Background Mounting evidence suggests a role for the gastro-intestinal microbiome as a determinant of peripheral immunity and central neurodegeneration, but the local disease mechanisms remain unknown. Given its potential relevance for early diagnosis and therapeutic intervention, we set out to map the pathogenic changes induced by bacterial amyloids in the gastro-intestinal tract and its enteric nervous system. Methods To examine the early response, we challenged primary murine myenteric networks with curli, the prototypic bacterial amyloid, and performed shotgun RNA sequencing and multiplex ELISA. Using enteric neurosphere-derived glial and neuronal cell cultures, as well as in vivo curli injections into the colon wall, we further scrutinized curli-induced pathogenic pathways.

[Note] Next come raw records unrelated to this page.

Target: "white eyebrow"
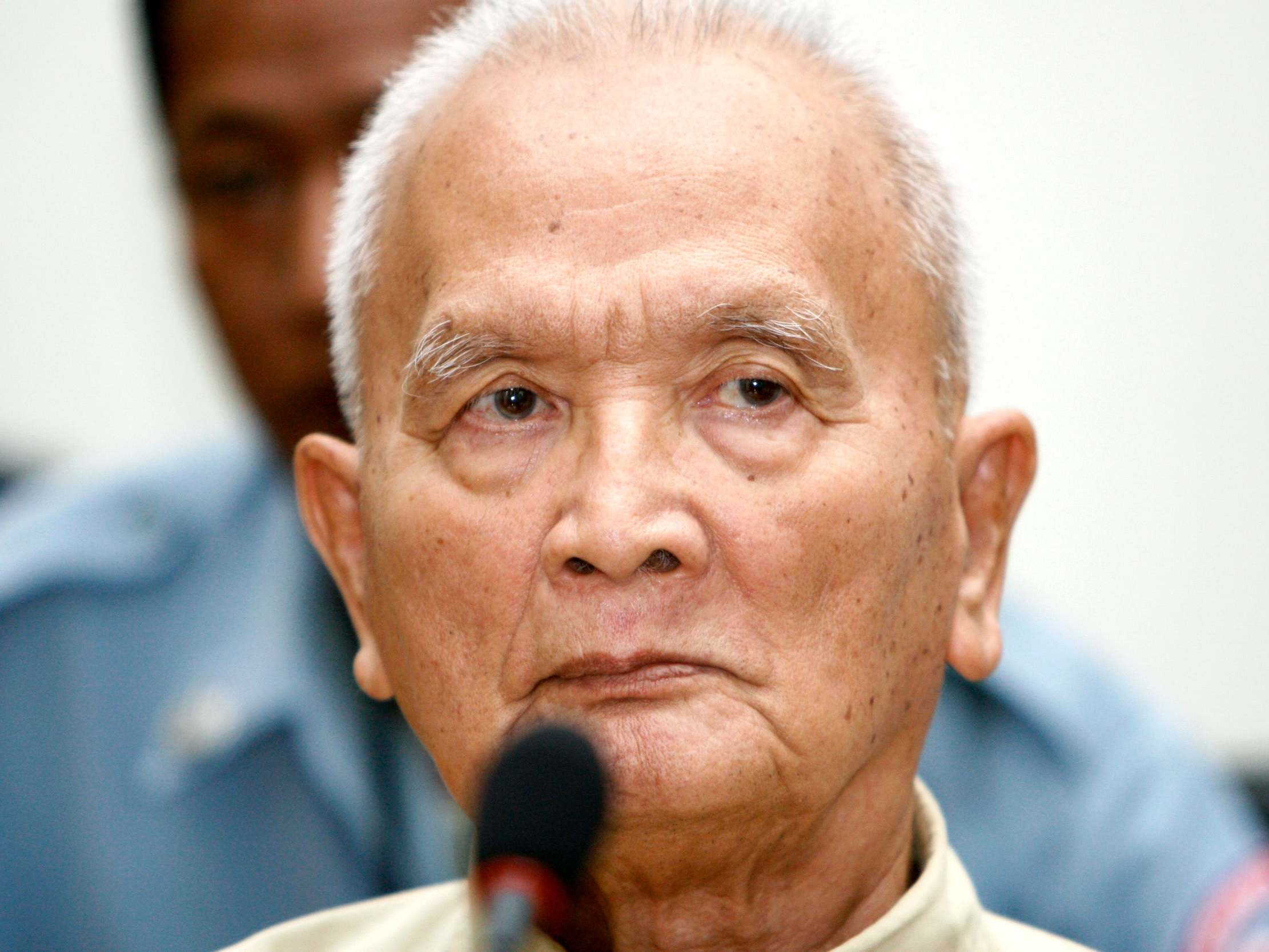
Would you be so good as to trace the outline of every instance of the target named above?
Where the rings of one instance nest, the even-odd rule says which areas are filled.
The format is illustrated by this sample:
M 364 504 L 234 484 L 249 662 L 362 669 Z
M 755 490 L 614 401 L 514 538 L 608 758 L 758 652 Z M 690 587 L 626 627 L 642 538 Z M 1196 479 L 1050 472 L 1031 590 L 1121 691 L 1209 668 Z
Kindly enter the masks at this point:
M 845 348 L 826 315 L 826 307 L 811 301 L 770 310 L 721 303 L 702 311 L 698 320 L 720 335 L 774 347 L 799 363 L 838 373 L 848 363 Z
M 414 345 L 414 353 L 402 369 L 402 386 L 420 378 L 431 382 L 453 380 L 490 360 L 520 350 L 519 341 L 494 334 L 456 331 L 453 321 L 444 320 L 430 327 Z

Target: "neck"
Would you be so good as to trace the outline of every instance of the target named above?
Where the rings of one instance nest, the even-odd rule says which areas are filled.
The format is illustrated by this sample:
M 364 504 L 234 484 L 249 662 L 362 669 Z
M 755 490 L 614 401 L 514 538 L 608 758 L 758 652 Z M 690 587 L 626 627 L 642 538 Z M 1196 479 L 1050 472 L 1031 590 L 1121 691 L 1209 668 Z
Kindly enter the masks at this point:
M 874 764 L 874 767 L 879 767 Z M 898 901 L 912 871 L 906 773 L 860 772 L 815 815 L 617 830 L 570 952 L 820 952 Z

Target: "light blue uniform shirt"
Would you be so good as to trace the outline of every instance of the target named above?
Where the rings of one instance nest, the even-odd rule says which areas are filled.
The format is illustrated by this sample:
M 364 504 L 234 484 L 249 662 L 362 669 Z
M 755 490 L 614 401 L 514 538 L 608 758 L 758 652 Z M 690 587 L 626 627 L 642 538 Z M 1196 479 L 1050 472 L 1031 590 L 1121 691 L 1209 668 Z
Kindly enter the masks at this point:
M 1014 611 L 1005 640 L 921 767 L 985 905 L 1180 949 L 1250 812 L 1067 641 Z M 0 949 L 204 951 L 458 873 L 462 823 L 352 651 L 260 438 L 8 494 Z

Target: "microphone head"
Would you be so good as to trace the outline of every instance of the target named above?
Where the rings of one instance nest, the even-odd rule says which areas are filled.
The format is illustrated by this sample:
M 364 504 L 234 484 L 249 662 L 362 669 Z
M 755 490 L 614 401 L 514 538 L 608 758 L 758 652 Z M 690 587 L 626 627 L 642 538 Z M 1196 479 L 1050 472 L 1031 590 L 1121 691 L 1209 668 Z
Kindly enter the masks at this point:
M 516 737 L 485 781 L 476 862 L 520 857 L 574 890 L 604 816 L 605 782 L 590 741 L 544 725 Z

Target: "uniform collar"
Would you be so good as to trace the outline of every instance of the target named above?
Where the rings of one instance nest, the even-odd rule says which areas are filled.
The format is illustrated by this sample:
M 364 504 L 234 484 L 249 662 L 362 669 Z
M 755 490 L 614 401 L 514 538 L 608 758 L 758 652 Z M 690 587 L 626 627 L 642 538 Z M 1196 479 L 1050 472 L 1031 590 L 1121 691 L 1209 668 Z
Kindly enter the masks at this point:
M 228 550 L 209 556 L 207 569 L 225 570 L 217 594 L 233 599 L 232 621 L 204 630 L 189 619 L 188 654 L 141 755 L 142 783 L 161 798 L 190 795 L 282 732 L 316 791 L 369 850 L 381 834 L 368 764 L 373 702 L 353 683 L 352 630 L 305 537 L 288 473 L 264 446 L 228 523 L 207 541 Z
M 831 952 L 975 952 L 987 947 L 983 910 L 973 883 L 948 843 L 947 824 L 934 795 L 916 781 L 914 849 L 920 873 L 881 919 Z M 478 904 L 470 900 L 471 934 L 478 933 Z M 565 952 L 534 933 L 529 952 Z
M 898 902 L 834 952 L 983 948 L 983 913 L 970 875 L 948 843 L 943 811 L 916 781 L 914 849 L 921 872 Z

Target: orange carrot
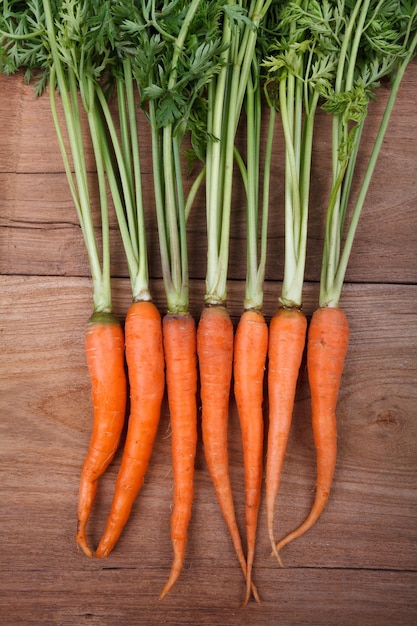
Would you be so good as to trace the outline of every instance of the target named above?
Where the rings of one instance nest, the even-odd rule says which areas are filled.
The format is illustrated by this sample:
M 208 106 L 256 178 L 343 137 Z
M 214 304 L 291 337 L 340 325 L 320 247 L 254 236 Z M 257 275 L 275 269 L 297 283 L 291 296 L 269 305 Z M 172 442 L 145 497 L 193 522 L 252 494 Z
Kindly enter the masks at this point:
M 204 454 L 240 566 L 247 576 L 229 476 L 228 415 L 233 367 L 233 325 L 224 306 L 206 306 L 197 329 Z M 257 601 L 259 597 L 252 583 Z
M 266 518 L 268 535 L 279 559 L 274 539 L 274 508 L 291 428 L 298 372 L 303 356 L 307 321 L 300 309 L 280 308 L 269 329 L 269 428 L 266 461 Z
M 181 574 L 187 530 L 194 498 L 194 460 L 197 447 L 197 346 L 196 328 L 190 314 L 168 313 L 163 319 L 168 404 L 172 429 L 174 508 L 171 540 L 174 559 L 160 599 Z
M 152 302 L 134 302 L 130 306 L 125 335 L 130 417 L 111 511 L 95 553 L 98 558 L 106 557 L 113 549 L 143 485 L 165 387 L 161 317 Z
M 336 404 L 345 356 L 349 325 L 339 308 L 315 311 L 307 342 L 307 369 L 311 390 L 312 425 L 317 451 L 316 496 L 310 513 L 296 530 L 277 544 L 281 550 L 316 523 L 327 504 L 336 465 Z
M 268 349 L 268 326 L 261 312 L 244 311 L 234 343 L 234 392 L 242 431 L 246 494 L 247 576 L 246 605 L 250 598 L 252 566 L 262 487 L 263 381 Z
M 123 330 L 111 313 L 95 313 L 88 321 L 85 353 L 94 407 L 93 432 L 81 470 L 76 542 L 92 556 L 86 537 L 97 481 L 118 448 L 126 412 Z

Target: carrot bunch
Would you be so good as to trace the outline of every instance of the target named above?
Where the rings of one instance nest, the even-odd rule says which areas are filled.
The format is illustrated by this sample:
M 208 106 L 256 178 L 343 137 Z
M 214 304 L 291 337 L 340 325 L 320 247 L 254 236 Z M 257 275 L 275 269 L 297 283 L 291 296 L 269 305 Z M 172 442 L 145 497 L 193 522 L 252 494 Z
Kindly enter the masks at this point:
M 36 10 L 36 2 L 4 4 L 2 69 L 25 67 L 28 77 L 37 73 L 38 93 L 49 84 L 56 136 L 91 268 L 93 313 L 85 350 L 94 415 L 81 469 L 76 542 L 89 557 L 107 557 L 115 547 L 144 483 L 167 391 L 173 559 L 160 598 L 170 592 L 183 568 L 192 516 L 200 382 L 206 465 L 245 579 L 243 605 L 251 595 L 259 601 L 252 573 L 264 471 L 265 372 L 266 532 L 281 563 L 281 549 L 316 523 L 332 487 L 336 406 L 349 343 L 348 320 L 339 306 L 343 282 L 401 80 L 416 53 L 417 7 L 378 0 L 42 0 L 42 10 L 40 6 Z M 369 101 L 387 76 L 392 78 L 389 97 L 359 192 L 353 196 Z M 63 116 L 58 113 L 58 98 Z M 332 178 L 318 308 L 307 324 L 303 285 L 320 106 L 332 119 Z M 99 192 L 98 227 L 91 208 L 92 175 L 82 115 Z M 152 208 L 166 298 L 163 316 L 152 300 L 149 279 L 139 115 L 148 123 L 151 142 Z M 285 155 L 284 273 L 278 309 L 268 327 L 262 312 L 263 287 L 278 118 Z M 245 152 L 236 145 L 241 120 Z M 186 138 L 193 157 L 202 162 L 191 184 L 184 175 Z M 227 308 L 235 163 L 246 203 L 246 284 L 236 328 Z M 204 308 L 196 328 L 190 312 L 187 220 L 203 181 L 207 268 Z M 132 296 L 124 328 L 112 309 L 110 199 Z M 316 493 L 306 519 L 277 542 L 276 501 L 305 351 L 317 456 Z M 232 384 L 242 436 L 246 550 L 229 475 Z M 87 525 L 98 480 L 119 447 L 128 394 L 121 463 L 107 523 L 94 550 Z
M 339 11 L 338 7 L 332 7 L 330 3 L 320 6 L 318 3 L 299 0 L 286 3 L 281 19 L 282 27 L 287 32 L 285 43 L 279 42 L 277 49 L 280 54 L 267 59 L 266 65 L 274 76 L 273 84 L 279 84 L 275 92 L 279 93 L 278 102 L 286 145 L 286 255 L 288 252 L 296 252 L 290 263 L 287 263 L 286 256 L 285 270 L 288 264 L 290 273 L 287 274 L 284 270 L 284 294 L 289 285 L 291 289 L 297 282 L 299 288 L 302 285 L 307 232 L 307 223 L 303 226 L 303 222 L 307 214 L 314 114 L 318 104 L 332 115 L 332 181 L 326 210 L 319 308 L 310 322 L 306 345 L 312 429 L 317 455 L 316 494 L 304 522 L 275 545 L 272 531 L 273 503 L 272 498 L 268 500 L 268 463 L 271 465 L 272 461 L 270 463 L 268 458 L 268 529 L 273 552 L 279 561 L 279 551 L 303 535 L 319 519 L 333 482 L 337 456 L 336 404 L 349 342 L 349 324 L 345 313 L 339 308 L 339 301 L 359 216 L 388 121 L 404 71 L 415 55 L 417 7 L 394 7 L 391 3 L 364 0 L 349 7 L 344 5 L 343 11 Z M 352 182 L 368 104 L 380 80 L 386 76 L 393 77 L 389 98 L 359 193 L 354 199 L 351 193 Z M 292 112 L 288 110 L 288 102 L 295 103 Z M 303 127 L 297 126 L 297 117 L 302 110 Z M 296 247 L 291 246 L 289 249 L 288 241 L 294 243 L 294 232 L 301 237 Z M 301 262 L 297 260 L 300 251 Z M 287 280 L 288 277 L 290 281 Z M 294 304 L 285 295 L 281 302 L 286 307 Z M 295 304 L 298 308 L 301 300 L 296 299 Z M 291 312 L 284 310 L 281 315 L 290 317 L 295 313 L 291 308 Z M 296 315 L 301 319 L 302 314 L 299 311 Z M 270 335 L 273 323 L 274 320 Z M 290 427 L 297 371 L 304 349 L 305 328 L 306 323 L 303 320 L 297 342 L 294 342 L 294 345 L 298 345 L 298 356 L 292 368 L 293 382 L 287 416 L 280 422 L 284 426 L 275 433 L 270 429 L 268 435 L 268 448 L 271 446 L 271 450 L 274 450 L 277 446 L 282 450 L 277 464 L 279 472 Z M 280 337 L 283 336 L 284 333 L 281 333 Z M 295 349 L 292 354 L 295 354 Z M 284 358 L 287 372 L 290 367 L 288 353 Z M 271 382 L 271 376 L 274 375 L 271 352 L 269 359 Z M 282 379 L 287 380 L 287 374 Z M 274 398 L 271 385 L 269 395 L 271 403 Z M 286 405 L 284 398 L 285 395 L 280 392 L 277 402 L 281 407 Z M 279 472 L 275 473 L 274 497 Z

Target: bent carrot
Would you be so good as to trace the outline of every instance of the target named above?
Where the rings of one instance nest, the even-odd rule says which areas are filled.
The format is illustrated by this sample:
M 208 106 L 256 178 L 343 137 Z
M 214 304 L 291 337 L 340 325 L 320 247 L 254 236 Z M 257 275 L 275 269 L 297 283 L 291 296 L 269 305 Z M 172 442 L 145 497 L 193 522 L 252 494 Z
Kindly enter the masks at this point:
M 250 598 L 256 530 L 261 502 L 263 455 L 263 382 L 268 349 L 268 326 L 260 311 L 246 310 L 236 329 L 234 392 L 242 431 L 245 471 L 247 543 L 246 605 Z
M 271 320 L 268 346 L 269 428 L 266 460 L 268 535 L 280 562 L 274 538 L 274 508 L 291 428 L 298 372 L 307 321 L 300 309 L 279 308 Z
M 197 447 L 197 346 L 194 319 L 189 313 L 168 313 L 163 319 L 168 404 L 172 430 L 174 508 L 171 540 L 174 559 L 160 599 L 172 589 L 184 563 L 187 530 L 194 499 L 194 460 Z
M 305 521 L 281 539 L 276 546 L 278 551 L 316 523 L 329 499 L 336 466 L 336 404 L 348 343 L 349 324 L 342 309 L 317 309 L 310 323 L 307 342 L 312 427 L 317 452 L 316 495 Z
M 246 579 L 247 565 L 236 521 L 229 476 L 227 431 L 233 368 L 233 325 L 224 306 L 214 305 L 204 308 L 197 328 L 197 354 L 200 368 L 204 454 L 220 510 Z M 253 583 L 252 591 L 259 601 Z
M 95 556 L 113 549 L 141 489 L 158 429 L 164 394 L 161 316 L 150 301 L 134 302 L 125 324 L 130 416 L 111 511 Z
M 88 321 L 85 354 L 94 408 L 93 432 L 81 470 L 76 542 L 87 556 L 86 527 L 93 508 L 97 481 L 118 448 L 126 412 L 126 374 L 123 330 L 111 313 L 95 313 Z

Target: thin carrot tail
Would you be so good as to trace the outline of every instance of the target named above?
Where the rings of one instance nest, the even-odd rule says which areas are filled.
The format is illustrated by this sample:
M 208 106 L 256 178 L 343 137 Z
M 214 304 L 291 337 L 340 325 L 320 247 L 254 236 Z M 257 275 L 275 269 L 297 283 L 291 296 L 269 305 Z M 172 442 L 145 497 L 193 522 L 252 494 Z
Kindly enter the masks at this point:
M 269 429 L 266 461 L 266 516 L 268 536 L 275 546 L 274 509 L 291 428 L 298 373 L 305 347 L 307 320 L 299 309 L 278 309 L 269 329 Z
M 97 482 L 113 460 L 123 429 L 127 382 L 123 330 L 110 313 L 96 313 L 87 323 L 85 351 L 94 407 L 93 431 L 81 470 L 76 542 L 84 554 L 93 552 L 87 541 L 87 523 Z
M 162 600 L 178 580 L 185 558 L 187 530 L 194 498 L 197 447 L 196 328 L 189 314 L 168 314 L 163 320 L 168 403 L 172 430 L 174 508 L 171 539 L 174 558 Z
M 308 332 L 307 369 L 312 427 L 317 453 L 317 485 L 313 506 L 304 522 L 278 542 L 279 551 L 306 533 L 319 519 L 330 495 L 336 466 L 336 405 L 349 343 L 349 324 L 339 308 L 315 311 Z
M 95 552 L 108 556 L 130 516 L 152 454 L 165 389 L 161 317 L 152 302 L 133 303 L 126 316 L 130 416 L 122 462 L 107 519 Z
M 259 311 L 245 311 L 239 321 L 234 343 L 234 392 L 242 432 L 245 470 L 245 517 L 247 543 L 246 596 L 251 595 L 256 531 L 262 488 L 263 381 L 268 349 L 268 327 Z
M 207 467 L 246 580 L 247 565 L 236 521 L 228 465 L 227 431 L 233 368 L 233 325 L 225 307 L 209 306 L 203 310 L 197 329 L 197 353 L 200 367 L 202 436 Z M 259 601 L 253 583 L 252 592 Z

Results Curli induced a pro-inflammatory response, with marked upregulation of Serum Amyloid A3 (Saa3) and the secretion of several cytokines. This pro-inflammatory state was primarily induced in enteric glia, was accompanied by elevated levels of DNA damage and replication, and triggered the influx of immune cells in vivo. The addition of recombinant SAA3 was sufficient to recapitulate this specific pro-inflammatory phenotype while Saa3 knock-out attenuated curli-induced DNA damage and replication. Like curli, recombinant SAA3 caused a strong upregulation of Saa3 transcripts, indicating a feed-forward loop. Colonization of curli-producing Salmonella and Dextran Sulphate Sodium (DSS)-induced colitis caused a significant increase in Saa3 transcripts, indicating a central role for SAA3 in enteric dysfunction. Inhibition of dual leucine zipper kinase (DLK), an upstream regulator of the c-Jun N-terminal kinase (JNK) pathway responsible for SAA3 production, attenuated curli- and SAA3-induced Saa3 upregulation, DNA damage and replication in enteric glia. Conclusions Our results position SAA3 as an important mediator of gastro-intestinal vulnerability towards bacterial-derived amyloids and demonstrate the potential of DLK inhibition to dampen enteric pathology.